1°) de l'admettre au bénéfice de l'aide juridictionnelle provisoire ;
2°) d'annuler le jugement précité du tribunal administratif de Caen ;
3°) d'annuler les arrêtés du préfet de la Manche ;
4°) d'enjoindre au préfet, à titre principal, de lui délivrer une autorisation provisoire de séjour en vue de l'accomplissement des démarches nécessaires à la reconnaissance du statut de réfugié, subsidiairement de statuer de nouveau sur sa situation dans un délai de huit jours à compter de la décision à intervenir, sous astreinte de 75 euros par jour de retard ;
5°) de mettre à la charge de l'Etat une somme de 1500 euros en application de l'article L. 761-1 du code de justice administrative et de l'article 37 de la loi du 10 juillet 1991, son conseil s'engageant à renoncer au bénéfice de l'aide juridictionnelle.
M. C...soutient :
- que les dispositions de l'article 4 du règlement (UE) du 26 juin 2013 ont été méconnues en ce qu'il ne peut être tenu pour établi qu'il a effectivement été mis en possession de l'ensemble des informations correspondant à sa situation ;
- que les dispositions de l'article 5 du règlement (UE) du 26 juin 2013 ont été méconnues en ce qu'il n'a pas bénéficié de l'entretien individuel qu'elles prévoient ;
- que les éléments produits par la préfecture de la Manche ne permettent pas de tenir pour établi qu'il a effectivement bénéficié d'un tel entretien ;
- que la procédure suivie à son encontre a ainsi été irrégulière ;
- que les dispositions de l'article 17 du règlement communautaire précité ont été méconnues, de même que celles de l'article L. 741-4 du code de l'entrée et du séjour des étrangers et du droit d'asile, en ce que la présence en France de deux de ses oncles admis au bénéfice de la protection subsidiaire fait de la France l'Etat responsable de sa demande d'asile ;
- que le préfet aurait dû faire usage de la clause de souveraineté ;
- que les stipulations de l'article 8 de la convention européenne de sauvegarde des droits de l'homme et des libertés fondamentales ont été méconnues ;
- qu'il peut valablement exciper de l'illégalité de l'arrêté portant remise aux autorités autrichiennes à l'encontre de l'arrêté l'assignant à résidence.

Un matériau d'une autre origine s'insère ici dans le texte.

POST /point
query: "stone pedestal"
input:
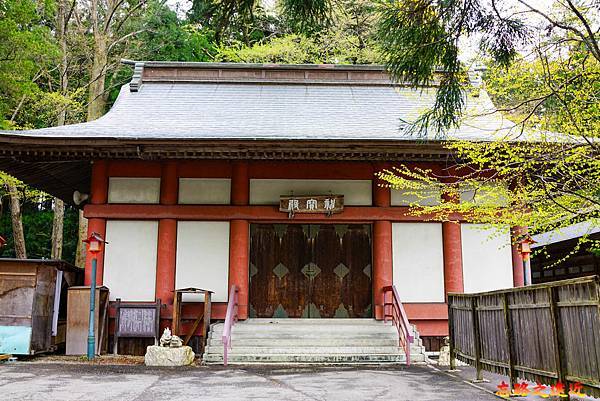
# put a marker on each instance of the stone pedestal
(165, 356)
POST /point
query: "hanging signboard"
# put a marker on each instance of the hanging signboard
(327, 204)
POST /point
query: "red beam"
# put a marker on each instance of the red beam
(252, 213)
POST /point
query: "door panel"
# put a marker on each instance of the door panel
(277, 254)
(310, 270)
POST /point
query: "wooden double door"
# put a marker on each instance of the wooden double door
(310, 270)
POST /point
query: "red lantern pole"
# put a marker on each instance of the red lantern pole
(94, 243)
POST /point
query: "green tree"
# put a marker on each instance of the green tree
(27, 55)
(546, 169)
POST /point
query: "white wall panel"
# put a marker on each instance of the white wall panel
(487, 258)
(403, 197)
(204, 191)
(130, 259)
(203, 257)
(133, 190)
(267, 192)
(418, 261)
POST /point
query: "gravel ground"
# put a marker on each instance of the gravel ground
(81, 381)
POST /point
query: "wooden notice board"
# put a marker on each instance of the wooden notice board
(138, 320)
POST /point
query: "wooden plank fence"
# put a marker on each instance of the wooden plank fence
(543, 333)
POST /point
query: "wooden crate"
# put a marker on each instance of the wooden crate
(78, 316)
(31, 311)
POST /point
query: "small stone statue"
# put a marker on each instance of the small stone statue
(165, 339)
(170, 340)
(175, 342)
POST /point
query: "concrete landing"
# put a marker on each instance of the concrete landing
(311, 341)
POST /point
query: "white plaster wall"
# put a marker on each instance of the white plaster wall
(133, 190)
(418, 261)
(130, 259)
(403, 197)
(267, 191)
(204, 191)
(203, 258)
(487, 258)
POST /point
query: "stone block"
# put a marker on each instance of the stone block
(165, 356)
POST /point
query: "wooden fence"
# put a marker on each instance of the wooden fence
(544, 333)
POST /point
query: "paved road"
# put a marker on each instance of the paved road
(65, 382)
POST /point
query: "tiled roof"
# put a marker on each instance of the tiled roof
(171, 101)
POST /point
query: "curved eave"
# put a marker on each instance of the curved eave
(38, 148)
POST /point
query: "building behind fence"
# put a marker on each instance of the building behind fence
(544, 333)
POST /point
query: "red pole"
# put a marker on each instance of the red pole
(239, 242)
(452, 251)
(239, 237)
(382, 263)
(167, 236)
(98, 196)
(517, 259)
(383, 274)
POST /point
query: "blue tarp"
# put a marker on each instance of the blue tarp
(15, 340)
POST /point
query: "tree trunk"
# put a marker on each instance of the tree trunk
(96, 97)
(57, 229)
(61, 36)
(81, 235)
(17, 222)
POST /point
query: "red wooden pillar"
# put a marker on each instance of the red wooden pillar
(239, 237)
(382, 263)
(167, 236)
(452, 251)
(517, 260)
(382, 246)
(98, 196)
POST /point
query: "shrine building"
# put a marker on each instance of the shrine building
(263, 176)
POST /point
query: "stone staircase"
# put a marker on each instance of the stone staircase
(311, 341)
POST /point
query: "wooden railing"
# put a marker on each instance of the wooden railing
(230, 320)
(544, 333)
(393, 309)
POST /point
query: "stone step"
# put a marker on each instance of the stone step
(298, 342)
(311, 341)
(328, 359)
(254, 350)
(312, 322)
(306, 350)
(243, 328)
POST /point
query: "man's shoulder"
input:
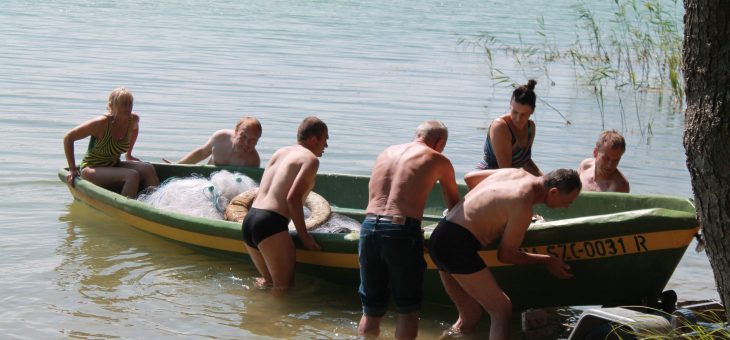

Par un mémoire en défense, enregistré le 29 janvier 2015, le préfet de la Manche conclut au rejet de la requête.
Le préfet fait valoir qu'aucun des moyens invoqués par M. C...n'est fondé.
M. C...a été admis au bénéfice de l'aide juridictionnelle totale par une décision du 29 décembre 2014.
Vu les autres pièces du dossier.
Vu :
- la Convention européenne de sauvegarde des droits de l'homme et des libertés fondamentales ;
- le Règlement (UE) n° 604/2013 du Parlement Européen et du Conseil du 26 juin 2013 établissant les critères et mécanismes de détermination de l'Etat responsable de l'examen d'une demande d'asile présentée dans l'un des Etats membres par un ressortissant d'un pays tiers ;
- le code de l'entrée et du séjour des étrangers et du droit d'asile ;
- la loi n° 91-647 du 10 juillet 1991 relative à l'aide juridique ;
- le décret n° 91-1266 du 19 décembre 1991, modifié ;
- le code de justice administrative.
Le président de la formation de jugement a dispensé le rapporteur public, sur sa proposition, de prononcer des conclusions à l'audience.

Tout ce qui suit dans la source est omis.